The scientists say their study does have limitations. “The detailed specifications of the ChAdOx1 nCov-19 vaccine are not publicly available and potential impact of about 20 µg human cell culture proteins per vaccination dose remain to be assessed by the responsible regulatory agencies,” they state.
“Furthermore, we did not analyse the constituents of other adenovirus-based Covid-19 vaccines such as the Covid-19 Vaccine Janssen and the Sputnik V vaccine (these were not available to us). More importantly, quality control of vaccines requires the comprehensive methodological expertise of regulatory agencies.”
In another paper published on Research Square on April 9, Greinacher and a separate group of scientists concluded: “The antibody responses to PF4 in SARS-CoV-2 infection and after vaccination with Covid-19 Vaccine AstraZeneca differ.

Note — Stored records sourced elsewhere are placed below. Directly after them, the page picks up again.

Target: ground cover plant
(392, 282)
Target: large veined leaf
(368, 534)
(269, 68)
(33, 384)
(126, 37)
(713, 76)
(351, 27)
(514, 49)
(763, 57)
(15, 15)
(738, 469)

“Antibodies against SARS-CoV-2 spike protein do not cross-react with PF4 or PF4/heparin complexes through molecular mimicry. These findings make it very unlikely that the intended vaccine-induced immune response against SARS-CoV-2 spike protein would itself induce VITT.”
Molecular geneticist Roland Baker says many scientists have suspected that the SARS-CoV-2 spike protein was involved in production of antibodies that cross-reacted with PF4.
“At this point we have to look at all the possible suspects and dismiss them as the cause one at a time by a process of elimination. The spike was an important contender.
“The finding by Andreas Greinacher et. al. puts to rest concerns that other vaccines producing a spike would have a similar risk. They clearly do not.
“Another factor was tPA [tissue plasminogen activator], but assuming the mechanism of VITT is identical for the Janssen Biotech and AstraZeneca-Oxford vaccines, then we can rule out tPA because it is used in the AstraZeneca-Oxford vaccines, but not in the Janssen Biotech one. So that leaves the adenovirus vector or the DNA as the likely suspects.”
Baker points out in a tweet, however, that the AstraZeneca-Oxford (ChAdOx1) and Janssen Biotech (Ad26.COV2.S) vaccines use substantially different vectors and spikes.
“Ad26.COV2.S features a human Ad26 vector of species D engaging CD46 as its cellular receptor with coding for a membrane-bound SARS-CoV-2 S protein in the prefusion conformation stabilised by two proline substitutions that does not shed S1 due to a KO furin cleavage site,” Baker tweeted.
“ChAdOx1 features a chimpanzee adenovirus vector of species E engaging Coxsackie and adenovirus receptor (CAR) as its cellular receptor and possibly others with coding for a membrane-bound wild-type S protein in the prefusion conformation which may may shed the S1 subunit.
“Shedding of the S1 subunit occurs during native infection and AstraZeneca may shed the S1 subunit as well.”